Par ailleurs, à Saint-Denis, une dizaine de travailleurs sociaux campaient toujours au Palais de la Source, siège du Département. « Nous allons attendre ici tranquillement au moins jusqu’à mardi », annonçait, samedi, Mimose, l’un des piliers de la mobilisation des travailleurs sociaux. Rappelons que le Tribunal de Grande Instance de Saint-Denis rendra aujourd’hui sa décision suite au référé engagé par le Département pour obtenir l’expulsion de Paul Junot (Secrétaire général de la CFTC) « et de personnes de son fait » de l’enceinte de la Collectivité.

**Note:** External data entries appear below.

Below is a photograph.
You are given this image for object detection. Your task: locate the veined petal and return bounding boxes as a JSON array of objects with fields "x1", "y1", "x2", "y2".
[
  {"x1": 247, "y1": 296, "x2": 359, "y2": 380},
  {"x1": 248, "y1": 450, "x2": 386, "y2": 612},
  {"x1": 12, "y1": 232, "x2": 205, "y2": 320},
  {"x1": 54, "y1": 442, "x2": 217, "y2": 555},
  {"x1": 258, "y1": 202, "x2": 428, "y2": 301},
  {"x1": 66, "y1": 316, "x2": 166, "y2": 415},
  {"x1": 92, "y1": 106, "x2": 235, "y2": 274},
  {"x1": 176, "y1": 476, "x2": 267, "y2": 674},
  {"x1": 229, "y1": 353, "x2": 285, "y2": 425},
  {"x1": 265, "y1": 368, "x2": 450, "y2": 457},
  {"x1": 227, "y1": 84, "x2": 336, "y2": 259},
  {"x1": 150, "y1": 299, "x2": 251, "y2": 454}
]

« Nous n’allons pas partir avant le rendu du jugement, cela pourrait être interprété comme une réaction de crainte vis-à-vis de la décision de Justice. Or, nous sommes sûrs de notre bon droit et nous n’avons donc rien à craindre », analysait une ex-salariée.
Dès lors, « le local de la rue Jules Auber mis à la disposition des travailleurs sociaux par la Mairie de Saint-Denis ne servira en aucun cas de base de repli », soulignait pour sa part Paul Junot. « Il sera simplement le nouveau siège de la cellule de crise et d’accueil mise sur pied par les anciens salariés. Ils ne vont pas s’installer là-bas », précise le syndicaliste.
Pour rappel, l’ARAST a été liquidée le 27 novembre 2009 par le Tribunal de Commerce. Depuis, l’AGS refuse de payer les indemnités de licenciement.